Un sentiment de vie

C’est un très beau texte de Claudine Galea magistralement interprété par une grande comédienne Valérie Dréville, toutes deux artistes associées au TNS, toutes deux bien connues et appréciées de son public et remarquablement mis en scène par Emilie Charriot connue pour sa mise en scène de « King Kong Théorie » de Virginie Despentes et « Passion simple «  D’Annie Ernaux.


 Claudine Galea est une autrice prolixe qui a publié des romans, des texte de théâtre, des albums jeunesse et reçu de nombreux prix. Autrice sensible, nous nous rappelons de sa pièce « Au bord » en 2021, mise en scène par Stanislas Nordey qui évoquait la photo d’une soldate américaine tenant en laisse un prisonnier irakien. Un moment de théâtre très fort.

Dans « Un sentiment de vie » Claudine Galea revient sur son histoire personnelle, évoquant de façon juste et sensible l’amour qu’elle portait à son père. Se souvenir de ceux qu’on a aimés et qui nous ont aimés, ce qui ne s’est pas toujours clairement exprimé et occasionne, c’est bien connu, le regret de ne pas avoir plus nettement montré ses sentiments.

Le « trop tard » cherche alors à s’extérioriser. L’écriture en constitue souvent un des moyens, elle sait porter ce ressenti à jamais disparu mais quelque part toujours présent, enfoui voulant aller vers la lumière.

Claudine Galea a beaucoup aimé son père et presque pourrait-on dire en suivant ses propos, détesté sa mère. Pour revenir sur cet amour elle prend des chemins de traverse, ceux que l’écriture lui permet. Et la voilà qui commence par passer par Falk, Falk Richter, comme elle auteur associé au TNS, venu à plusieurs reprises y présenter ses pièces. Ainsi s’y sont-ils croisés.

Un texte de lui l’a particulièrement marquée, celui intitulé « My secret garden » dans lequel il parle de son père qui, durant la guerre n’était pas du « bon côté ». Quelque chose de similaire est inscrit dans sa vie puisque son père à elle, ancien militaire né en Algérie comme son père et son grand-père n’était pas pour l’indépendance, contrairement à sa mère communiste, anticolonialiste qui la soutenait. Grand différend entre ces deux êtres dont elle est issue, dans cette famille qui se disait « normale » où l’on parlait plus facilement de politique que d’amour, où les garçons ne pleuraient pas, mais où les filles le pouvaient. La grande histoire et la petite entremêlées.
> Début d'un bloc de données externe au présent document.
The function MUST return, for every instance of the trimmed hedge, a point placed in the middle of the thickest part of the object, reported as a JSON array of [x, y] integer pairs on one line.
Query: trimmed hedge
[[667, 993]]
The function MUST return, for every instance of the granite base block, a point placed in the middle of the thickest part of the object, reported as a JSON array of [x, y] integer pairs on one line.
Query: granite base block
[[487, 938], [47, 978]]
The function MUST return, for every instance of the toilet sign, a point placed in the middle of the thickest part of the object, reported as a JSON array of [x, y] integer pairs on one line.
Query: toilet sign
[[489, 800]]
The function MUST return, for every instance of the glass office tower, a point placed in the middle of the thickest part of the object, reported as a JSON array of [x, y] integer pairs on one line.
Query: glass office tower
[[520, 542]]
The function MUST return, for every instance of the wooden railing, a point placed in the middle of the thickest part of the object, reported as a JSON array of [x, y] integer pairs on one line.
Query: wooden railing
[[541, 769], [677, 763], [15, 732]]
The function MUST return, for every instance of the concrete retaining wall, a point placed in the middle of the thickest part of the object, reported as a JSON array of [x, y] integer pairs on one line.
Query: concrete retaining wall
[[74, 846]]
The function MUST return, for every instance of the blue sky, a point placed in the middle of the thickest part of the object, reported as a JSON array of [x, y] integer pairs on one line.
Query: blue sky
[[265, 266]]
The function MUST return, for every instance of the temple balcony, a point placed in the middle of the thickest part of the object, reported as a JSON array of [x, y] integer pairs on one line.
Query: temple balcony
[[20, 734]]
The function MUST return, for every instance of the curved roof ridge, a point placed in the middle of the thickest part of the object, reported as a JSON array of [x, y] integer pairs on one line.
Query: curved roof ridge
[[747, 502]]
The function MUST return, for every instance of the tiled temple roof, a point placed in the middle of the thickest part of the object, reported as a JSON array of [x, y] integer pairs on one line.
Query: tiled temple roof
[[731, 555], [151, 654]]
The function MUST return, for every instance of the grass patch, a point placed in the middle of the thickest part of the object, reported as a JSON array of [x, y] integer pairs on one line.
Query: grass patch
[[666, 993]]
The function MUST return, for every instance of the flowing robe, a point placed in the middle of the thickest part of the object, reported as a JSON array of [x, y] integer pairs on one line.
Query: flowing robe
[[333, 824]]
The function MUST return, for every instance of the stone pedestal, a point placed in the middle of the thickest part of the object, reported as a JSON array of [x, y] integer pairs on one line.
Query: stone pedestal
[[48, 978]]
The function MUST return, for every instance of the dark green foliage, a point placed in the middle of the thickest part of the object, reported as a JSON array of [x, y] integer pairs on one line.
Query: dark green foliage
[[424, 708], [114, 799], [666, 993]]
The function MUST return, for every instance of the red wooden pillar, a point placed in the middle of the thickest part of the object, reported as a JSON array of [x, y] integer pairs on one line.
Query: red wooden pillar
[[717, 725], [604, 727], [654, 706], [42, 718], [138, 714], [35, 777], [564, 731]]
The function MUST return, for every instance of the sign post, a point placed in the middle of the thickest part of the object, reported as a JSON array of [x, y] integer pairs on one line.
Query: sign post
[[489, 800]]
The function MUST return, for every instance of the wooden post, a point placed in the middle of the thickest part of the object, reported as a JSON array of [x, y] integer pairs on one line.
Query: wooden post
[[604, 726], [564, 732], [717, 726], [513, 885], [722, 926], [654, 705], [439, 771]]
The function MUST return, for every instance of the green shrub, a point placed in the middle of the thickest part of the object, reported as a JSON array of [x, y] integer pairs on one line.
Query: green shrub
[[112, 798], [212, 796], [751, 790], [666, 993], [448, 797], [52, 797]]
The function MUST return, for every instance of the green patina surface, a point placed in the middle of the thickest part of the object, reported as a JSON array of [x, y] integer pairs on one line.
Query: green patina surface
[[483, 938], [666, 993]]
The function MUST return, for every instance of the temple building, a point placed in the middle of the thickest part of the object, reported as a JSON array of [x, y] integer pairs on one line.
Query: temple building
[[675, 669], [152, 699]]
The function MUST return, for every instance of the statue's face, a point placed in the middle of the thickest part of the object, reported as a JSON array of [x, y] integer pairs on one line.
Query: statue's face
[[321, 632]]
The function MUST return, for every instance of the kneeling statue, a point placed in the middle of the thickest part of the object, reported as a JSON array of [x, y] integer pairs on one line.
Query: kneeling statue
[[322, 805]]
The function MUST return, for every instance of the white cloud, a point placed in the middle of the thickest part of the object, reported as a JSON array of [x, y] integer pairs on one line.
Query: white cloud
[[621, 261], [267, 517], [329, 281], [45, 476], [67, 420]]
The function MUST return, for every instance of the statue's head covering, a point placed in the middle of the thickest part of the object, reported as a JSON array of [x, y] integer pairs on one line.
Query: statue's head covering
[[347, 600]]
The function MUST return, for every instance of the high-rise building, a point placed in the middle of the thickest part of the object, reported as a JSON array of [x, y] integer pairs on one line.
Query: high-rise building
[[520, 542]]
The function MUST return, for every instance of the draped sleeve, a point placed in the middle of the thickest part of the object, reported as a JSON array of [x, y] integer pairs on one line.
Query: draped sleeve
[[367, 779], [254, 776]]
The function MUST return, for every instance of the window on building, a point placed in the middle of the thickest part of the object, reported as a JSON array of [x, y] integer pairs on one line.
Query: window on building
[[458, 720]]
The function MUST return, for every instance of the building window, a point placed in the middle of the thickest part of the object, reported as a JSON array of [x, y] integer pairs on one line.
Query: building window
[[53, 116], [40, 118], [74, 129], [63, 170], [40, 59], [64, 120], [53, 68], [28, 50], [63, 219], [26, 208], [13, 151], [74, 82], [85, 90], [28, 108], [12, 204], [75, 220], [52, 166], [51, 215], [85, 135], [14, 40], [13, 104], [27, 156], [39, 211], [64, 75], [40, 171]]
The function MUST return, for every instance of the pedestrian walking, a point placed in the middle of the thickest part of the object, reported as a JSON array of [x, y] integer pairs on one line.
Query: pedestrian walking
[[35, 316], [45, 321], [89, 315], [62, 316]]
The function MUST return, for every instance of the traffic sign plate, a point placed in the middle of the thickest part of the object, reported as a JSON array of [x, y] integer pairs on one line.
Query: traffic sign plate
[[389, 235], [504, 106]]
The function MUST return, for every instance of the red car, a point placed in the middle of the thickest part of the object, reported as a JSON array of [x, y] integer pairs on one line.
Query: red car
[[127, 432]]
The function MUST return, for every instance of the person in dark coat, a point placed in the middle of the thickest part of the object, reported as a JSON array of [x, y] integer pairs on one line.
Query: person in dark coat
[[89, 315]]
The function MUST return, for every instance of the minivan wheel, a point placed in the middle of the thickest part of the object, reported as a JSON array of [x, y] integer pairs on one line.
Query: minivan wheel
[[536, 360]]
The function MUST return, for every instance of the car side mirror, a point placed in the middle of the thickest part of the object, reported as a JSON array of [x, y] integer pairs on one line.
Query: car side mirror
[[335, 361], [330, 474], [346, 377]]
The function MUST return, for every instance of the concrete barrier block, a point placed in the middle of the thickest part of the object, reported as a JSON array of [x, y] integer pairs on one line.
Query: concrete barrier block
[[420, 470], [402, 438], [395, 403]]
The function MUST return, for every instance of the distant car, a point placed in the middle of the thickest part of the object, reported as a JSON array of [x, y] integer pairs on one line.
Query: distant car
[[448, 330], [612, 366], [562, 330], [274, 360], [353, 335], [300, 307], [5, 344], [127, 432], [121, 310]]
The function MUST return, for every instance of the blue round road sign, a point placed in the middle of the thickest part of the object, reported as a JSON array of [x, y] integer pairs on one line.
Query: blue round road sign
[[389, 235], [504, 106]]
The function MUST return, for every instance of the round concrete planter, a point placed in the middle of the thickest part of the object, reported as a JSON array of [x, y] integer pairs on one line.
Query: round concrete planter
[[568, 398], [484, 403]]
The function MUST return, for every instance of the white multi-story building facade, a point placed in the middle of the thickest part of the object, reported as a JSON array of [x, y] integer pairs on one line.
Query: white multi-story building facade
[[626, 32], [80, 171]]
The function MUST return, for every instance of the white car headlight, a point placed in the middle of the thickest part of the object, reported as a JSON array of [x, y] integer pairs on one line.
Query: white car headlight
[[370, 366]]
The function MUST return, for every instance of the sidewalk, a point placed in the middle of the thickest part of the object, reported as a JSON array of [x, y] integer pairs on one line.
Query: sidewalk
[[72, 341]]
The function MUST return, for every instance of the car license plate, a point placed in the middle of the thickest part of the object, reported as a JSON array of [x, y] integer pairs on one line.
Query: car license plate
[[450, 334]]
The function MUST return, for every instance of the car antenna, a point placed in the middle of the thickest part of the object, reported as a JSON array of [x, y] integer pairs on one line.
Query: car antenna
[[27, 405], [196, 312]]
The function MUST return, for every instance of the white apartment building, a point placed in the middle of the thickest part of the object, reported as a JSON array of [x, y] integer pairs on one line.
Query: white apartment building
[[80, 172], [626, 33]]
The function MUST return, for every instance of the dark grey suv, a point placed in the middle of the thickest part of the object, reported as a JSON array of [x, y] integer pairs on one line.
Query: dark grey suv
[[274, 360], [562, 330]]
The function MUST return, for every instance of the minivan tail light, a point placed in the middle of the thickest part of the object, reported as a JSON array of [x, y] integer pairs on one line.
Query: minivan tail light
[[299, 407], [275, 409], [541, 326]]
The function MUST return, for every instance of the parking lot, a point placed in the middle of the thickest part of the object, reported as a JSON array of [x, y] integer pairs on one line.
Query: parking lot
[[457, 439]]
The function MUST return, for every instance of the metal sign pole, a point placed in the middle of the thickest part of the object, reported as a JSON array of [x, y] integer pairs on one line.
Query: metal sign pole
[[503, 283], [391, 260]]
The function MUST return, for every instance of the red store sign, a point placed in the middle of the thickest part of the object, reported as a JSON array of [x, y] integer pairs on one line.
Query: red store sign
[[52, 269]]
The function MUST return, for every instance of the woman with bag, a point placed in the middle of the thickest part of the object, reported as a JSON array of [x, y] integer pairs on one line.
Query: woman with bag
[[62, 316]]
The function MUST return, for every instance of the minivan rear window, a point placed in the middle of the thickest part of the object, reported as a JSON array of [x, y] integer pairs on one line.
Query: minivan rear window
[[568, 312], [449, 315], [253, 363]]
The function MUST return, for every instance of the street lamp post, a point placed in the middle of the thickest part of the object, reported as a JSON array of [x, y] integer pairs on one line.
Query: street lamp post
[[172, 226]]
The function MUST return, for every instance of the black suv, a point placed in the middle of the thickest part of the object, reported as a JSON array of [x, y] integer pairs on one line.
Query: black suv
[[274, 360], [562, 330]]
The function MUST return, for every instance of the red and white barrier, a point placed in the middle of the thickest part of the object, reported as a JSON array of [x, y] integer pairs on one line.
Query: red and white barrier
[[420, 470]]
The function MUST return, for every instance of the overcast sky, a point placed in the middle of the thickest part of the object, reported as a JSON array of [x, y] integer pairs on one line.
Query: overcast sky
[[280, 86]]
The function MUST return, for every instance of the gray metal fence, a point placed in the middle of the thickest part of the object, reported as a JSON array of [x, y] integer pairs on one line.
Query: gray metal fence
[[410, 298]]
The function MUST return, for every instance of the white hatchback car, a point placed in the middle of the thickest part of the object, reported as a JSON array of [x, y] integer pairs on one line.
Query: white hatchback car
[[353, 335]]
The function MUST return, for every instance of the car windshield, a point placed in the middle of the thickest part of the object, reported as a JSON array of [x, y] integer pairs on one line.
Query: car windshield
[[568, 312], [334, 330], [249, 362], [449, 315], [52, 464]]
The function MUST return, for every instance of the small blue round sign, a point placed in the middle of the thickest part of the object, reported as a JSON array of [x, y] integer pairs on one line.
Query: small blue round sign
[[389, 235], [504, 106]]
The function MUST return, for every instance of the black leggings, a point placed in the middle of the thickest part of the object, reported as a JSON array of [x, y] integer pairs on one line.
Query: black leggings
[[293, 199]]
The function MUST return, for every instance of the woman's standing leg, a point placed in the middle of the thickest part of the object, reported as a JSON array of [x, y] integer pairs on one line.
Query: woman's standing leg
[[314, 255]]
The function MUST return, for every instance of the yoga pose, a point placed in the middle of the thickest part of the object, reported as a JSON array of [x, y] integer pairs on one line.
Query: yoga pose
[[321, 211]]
Ecrire sur son père, une sorte de nécessité qui la bouleverse car c’est un peu emprunter son corps, opérer une forme de transmutation qui permet de se rapprocher au plus près de celui qu’on voudrait encore saisir, avec lequel on désire encore et toujours une vraie proximité mais que la mort a emporté.

UN très grand moment dans cette évocation des souvenirs est celui de leurs déplacements en voiture. Quand elle était enfant ils chantaient alors « Noël blanc » préféré à « Petit papa Noël » et puis lorsqu’il a été atteint par un cancer, il lui fait remarquer que c’est elle maintenant qui le conduit. En route pour l’hôpital où il doit subir une opération des dents et du palais, ils écoutent « la voix », celle de Frank Sinatra qu’il a toujours adoré et dont maintenant il ne pourra plus siffler les airs comme il le faisait si souvent.

Parce que la vie n’a rien d’autre que la vie ce monologue s’achève en un long poème qui rappelle ces nombreux artistes qui, s’ils sont partis volontairement ont témoigné jusqu’à l’extrême de ce «  sentiment de vie » qui les hantait  et les conduisait  « à la recherche des rêves perdus » et qui nous » ont laissé des œuvres mémorables. Nombreux seront cités, Virginia Woolf,, Sarah Kane  entre autres et Lenz qui, selon l’autrice en constitue l’exemple même , lui qui, dit-elle. « Traverse la neige pour parler à quelqu’un » lui qui l’incite à écrire « Ecris avec Lenz avec le trop avec l’excès de Lenz » dit-elle.

Nous donner à connaître tout cela sans pathos, sur le ton de la confidence, de la révélation vivante, exige de la part de la comédienne une grande maîtrise de ses attitudes, juste quelques allées et venues sur le plateau parfaitement nu, habillée très simplement d’un pantalon et d’un pull (Emile Loiseau) et de sa voix parfois très discrète parfois teintée d’émotion entre des silences habités de souvenirs. Un simple sourire, le regard posé sur nous qui sommes restés dans la lumière (Edouard Hugli ) pour être au plus proche de ses paroles. Tant d’authenticité nous touche profondément.